沿革

おかげさま

 ある日本人の登山家が、外国の未踏峰の山に登った時、「我自然を征服せり」と叫んだそうです。しかし一緒に登った現地のシェルパは「自然が私に登ることを許してくれた」と大地にひれ伏して感謝したそうです。「我自然を征服せり」とは驕れる日本人の姿を象徴している言葉です。いくらすぐれた登山家といえども、気象条件が悪ければ登ることはできません。登れたということは、自然が登ることを許してくれたのです。おかげさまなのです。

  ソウルオリンピックの女子百メートル金メダリスト、ジョイナー選手や、メキシコオリンピックの男子走り幅とび金メダリストのビーモン選手は優勝した時、大地にひれ伏して大地にキスをして、「こんな素晴らしい記録が生まれたのも、私を支えてくれた大地があったからだ、この大地にどのような感謝の気持ちを伝えたらよいか」と語っていました。

  残念ながらこの言葉は、現在の日本人選手にはほとんど聞かれない言葉です。

  私は日本人とアメリカ人の宗教心の違いではないかと思います。
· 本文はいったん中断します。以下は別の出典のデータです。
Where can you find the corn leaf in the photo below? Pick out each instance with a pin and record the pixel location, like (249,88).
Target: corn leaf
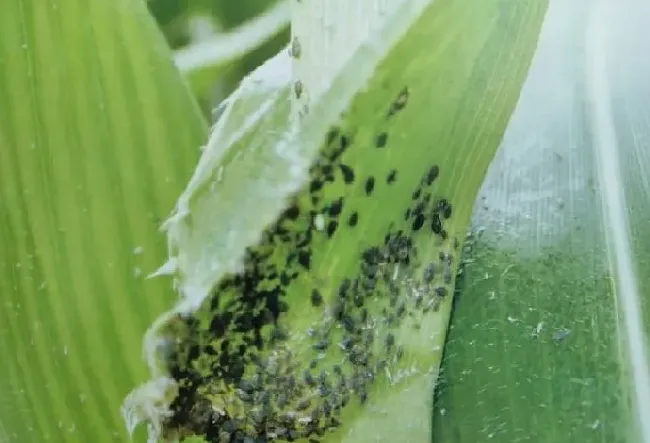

現在でもアメリカ人の40%は、毎週家族そろって教会にお参りするそうです。日本は宗教の数はとても多いのですが、多くは霊や祟りや、自分の欲や願いを叶えてもらうという宗教で、宗教に関心はあっても宗教心は失くなってきました。物質的豊かさの中でいのちを見失ない、おかげさまの心を失くしてきました。

  だいぶ前の話ですが、ある農家の方が、朝から晩まで一生懸命働き、秋の収穫を得た時、「私が働いたから」とは少しも言わず、「おかげさま」と喜んでおられました。一生懸命働いても台風や長雨にあえば収穫は得られませんし、また目に見えないいろんな働きの中で収穫を得させていただいたのです。おかげさまなのです。念仏者とは、自分のした精一杯のことを少しも自分の功績と思わず、おかげさまと喜べる人なのです。